POMEGRANATE SALAD WITH CARROTS & BLUE CHEESE
Servings
4-6
Total time
40
minutesFestive and beautiful, this salad will be the star of the show. Fresh pomegranates star alongside our Pomegranate Balsamic for a tart-sweet finish. The ingredients in this salad feel like fall, but this recipe will take you right through Christmas. We’ll be eating this salad all winter long.
Ingredients
For the Vinaigrette:
1/2 shallot, minced
2 Tbl Dijon mustard
1/4 cup Pomegranate Balsamic Vinegar
1/2 cup Rosemary Extra Virgin Olive Oil
1/4 tsp salt
1/4 tsp ground black pepper
For the Roasted Carrots:
2 large carrots, slivered
For the Salad:
8 cups baby spinach
1 bunch kale
Salt & Pepper
1 cup pomegranate arils
1/4 cup crumbled blue cheese
1/2 cup roasted or candied pecans
Instructions
- Place the vinaigrette ingredients in a blender and blitz until smooth. Taste and adjust with salt.
- Roast the carrots: Preheat oven to 400°F. Toss the carrots in the Garlic Maple Blend and Garlic Extra Virgin Olive Oil. Spread on a sheet pan and roast until tender and browned – about 20 mins. Allow to cool
- Assemble the salad by starting with the kale. Remove the leaves from the ribs and tear the leaves into small pieces. Drizzle with Garlic Extra Virgin Olive Oil and season with salt and pepper. Use your hands to scrunch and soften the leaves.

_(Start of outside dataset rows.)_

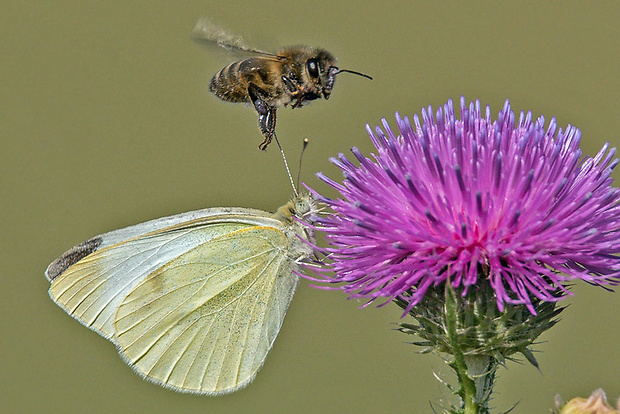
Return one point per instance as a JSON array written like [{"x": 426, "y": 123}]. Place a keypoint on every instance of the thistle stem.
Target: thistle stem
[{"x": 475, "y": 373}]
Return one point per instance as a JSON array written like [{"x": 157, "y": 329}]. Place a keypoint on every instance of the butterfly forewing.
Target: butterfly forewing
[
  {"x": 92, "y": 289},
  {"x": 195, "y": 301}
]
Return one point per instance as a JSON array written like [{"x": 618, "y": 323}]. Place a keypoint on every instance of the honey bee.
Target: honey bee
[{"x": 293, "y": 75}]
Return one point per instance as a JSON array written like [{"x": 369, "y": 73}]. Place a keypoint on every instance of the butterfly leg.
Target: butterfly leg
[{"x": 266, "y": 114}]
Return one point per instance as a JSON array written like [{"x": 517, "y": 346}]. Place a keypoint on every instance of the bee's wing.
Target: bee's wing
[
  {"x": 90, "y": 280},
  {"x": 205, "y": 321},
  {"x": 206, "y": 32}
]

- Combine the kale with the spinach. Place in a large serving bowl. Dress the leaves with the vinaigrette – we used all of the vinaigrette, but you can store any excess in the fridge for up to a week.
- Place the roasted carrots and pomegranate arils on the salad. Garnish with blue cheese and pecans. Delicious on its own. Fantastic with a grilled or roasted chicken breast on top.